3rdly, We have the words of the church triumphing in God her Saviour.
1. For what he hath done for her. I will greatly rejoice in the Lord; my soul shall be joyful in my God; an interest in his love known and believed, cannot but fill the soul with joy unspeakable, and full of glory. When we can say he is my God, we may well rejoice in him greatly: here we need fear no excess, while he is the glorious object of our delight. For he hath clothed me with the garments of salvation, he hath covered me with the robe of righteousness; he has applied to my soul the merit of the Redeemer's blood; and he has made me all glorious with the garments of salvation, the divine tempers and graces with which the Spirit of God arrays the souls of genuine Christians; as a bridegroom decketh himself with ornaments, coming from his chamber completely dressed, or in sacerdotal robes, glorious as those which the high-priest wore; and as a bride adorneth herself with her jewels, glittering and splendid for the day of her espousals: and thus are believers presented to Christ, justified and pardoned through his infinite merit, and decked with the beauty of holiness. May my soul be thus arrayed!
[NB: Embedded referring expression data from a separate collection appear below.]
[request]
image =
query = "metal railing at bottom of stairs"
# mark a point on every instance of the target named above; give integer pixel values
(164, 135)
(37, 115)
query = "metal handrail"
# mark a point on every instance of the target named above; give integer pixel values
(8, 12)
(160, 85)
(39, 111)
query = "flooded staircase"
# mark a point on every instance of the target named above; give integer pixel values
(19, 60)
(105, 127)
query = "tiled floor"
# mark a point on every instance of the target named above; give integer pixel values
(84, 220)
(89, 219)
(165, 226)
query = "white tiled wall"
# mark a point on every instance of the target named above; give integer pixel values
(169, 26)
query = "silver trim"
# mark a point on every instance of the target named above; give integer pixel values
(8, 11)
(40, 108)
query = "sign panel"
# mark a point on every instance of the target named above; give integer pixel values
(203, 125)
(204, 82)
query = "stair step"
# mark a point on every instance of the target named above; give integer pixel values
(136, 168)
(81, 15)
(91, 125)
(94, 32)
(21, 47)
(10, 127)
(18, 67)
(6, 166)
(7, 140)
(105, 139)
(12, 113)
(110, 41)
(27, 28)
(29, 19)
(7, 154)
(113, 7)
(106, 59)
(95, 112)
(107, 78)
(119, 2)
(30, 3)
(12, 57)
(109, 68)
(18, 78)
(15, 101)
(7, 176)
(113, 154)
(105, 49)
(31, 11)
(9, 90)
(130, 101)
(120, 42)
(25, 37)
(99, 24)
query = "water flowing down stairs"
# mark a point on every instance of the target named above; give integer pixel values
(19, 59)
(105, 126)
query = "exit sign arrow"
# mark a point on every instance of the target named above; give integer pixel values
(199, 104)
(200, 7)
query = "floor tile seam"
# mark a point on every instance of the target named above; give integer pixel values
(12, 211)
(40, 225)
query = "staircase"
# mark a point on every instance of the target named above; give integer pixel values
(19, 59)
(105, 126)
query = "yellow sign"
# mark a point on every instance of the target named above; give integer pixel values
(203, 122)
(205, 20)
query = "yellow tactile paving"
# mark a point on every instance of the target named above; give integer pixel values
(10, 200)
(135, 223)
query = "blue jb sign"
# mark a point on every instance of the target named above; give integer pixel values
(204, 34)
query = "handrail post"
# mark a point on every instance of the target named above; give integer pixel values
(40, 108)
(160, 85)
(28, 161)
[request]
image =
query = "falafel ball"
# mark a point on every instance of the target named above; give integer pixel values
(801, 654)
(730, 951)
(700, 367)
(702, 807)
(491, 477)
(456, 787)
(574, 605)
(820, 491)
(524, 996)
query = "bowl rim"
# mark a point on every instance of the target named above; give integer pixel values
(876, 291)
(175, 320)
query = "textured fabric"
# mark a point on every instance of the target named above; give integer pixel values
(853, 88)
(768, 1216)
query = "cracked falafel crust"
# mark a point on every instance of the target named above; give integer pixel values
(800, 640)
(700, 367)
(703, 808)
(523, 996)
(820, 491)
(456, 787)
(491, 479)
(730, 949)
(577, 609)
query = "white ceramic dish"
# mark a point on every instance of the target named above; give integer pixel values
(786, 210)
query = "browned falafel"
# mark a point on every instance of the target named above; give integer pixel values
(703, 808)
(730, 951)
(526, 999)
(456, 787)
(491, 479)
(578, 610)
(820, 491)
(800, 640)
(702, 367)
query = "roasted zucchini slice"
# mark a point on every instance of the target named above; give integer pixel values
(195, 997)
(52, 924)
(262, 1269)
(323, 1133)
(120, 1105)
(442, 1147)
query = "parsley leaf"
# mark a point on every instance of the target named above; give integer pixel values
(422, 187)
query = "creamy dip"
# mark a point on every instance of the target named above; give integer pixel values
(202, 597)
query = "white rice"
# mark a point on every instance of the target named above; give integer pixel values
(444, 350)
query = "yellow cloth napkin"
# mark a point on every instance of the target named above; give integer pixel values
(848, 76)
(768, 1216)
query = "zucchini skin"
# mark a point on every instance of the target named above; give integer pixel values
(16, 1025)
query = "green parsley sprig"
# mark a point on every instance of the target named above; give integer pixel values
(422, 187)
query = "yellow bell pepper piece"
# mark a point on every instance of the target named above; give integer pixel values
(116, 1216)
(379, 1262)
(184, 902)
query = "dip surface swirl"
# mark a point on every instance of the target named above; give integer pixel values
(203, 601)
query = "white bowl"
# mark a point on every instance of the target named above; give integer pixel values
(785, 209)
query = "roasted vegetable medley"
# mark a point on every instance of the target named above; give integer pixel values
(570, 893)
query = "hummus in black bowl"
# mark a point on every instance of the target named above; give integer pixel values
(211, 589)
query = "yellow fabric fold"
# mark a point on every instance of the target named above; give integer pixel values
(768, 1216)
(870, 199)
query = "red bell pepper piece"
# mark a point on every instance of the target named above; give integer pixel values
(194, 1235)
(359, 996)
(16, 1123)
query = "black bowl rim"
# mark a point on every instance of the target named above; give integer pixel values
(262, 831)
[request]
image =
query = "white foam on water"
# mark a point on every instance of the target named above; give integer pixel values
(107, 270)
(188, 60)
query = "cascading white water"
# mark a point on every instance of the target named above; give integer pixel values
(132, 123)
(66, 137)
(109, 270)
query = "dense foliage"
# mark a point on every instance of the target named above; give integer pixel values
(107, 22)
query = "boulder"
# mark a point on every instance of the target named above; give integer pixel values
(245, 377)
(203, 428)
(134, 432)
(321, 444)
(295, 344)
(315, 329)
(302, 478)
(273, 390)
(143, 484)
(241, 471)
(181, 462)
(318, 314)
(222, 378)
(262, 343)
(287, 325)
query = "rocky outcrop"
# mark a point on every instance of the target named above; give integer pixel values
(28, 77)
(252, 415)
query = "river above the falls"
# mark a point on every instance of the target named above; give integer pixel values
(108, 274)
2. For what he has promised to do for her. For as the earth bringeth forth her bud, and as the garden causeth the things that are sown in it to spring forth; so that from year to year, in regular succession, the earth brings forth her increase; so the Lord God will cause righteousness and praise to spring forth before all the nations. To the end of time these privileges and blessings shall be the ornaments of every faithful soul, and the subject of their ceaseless praise.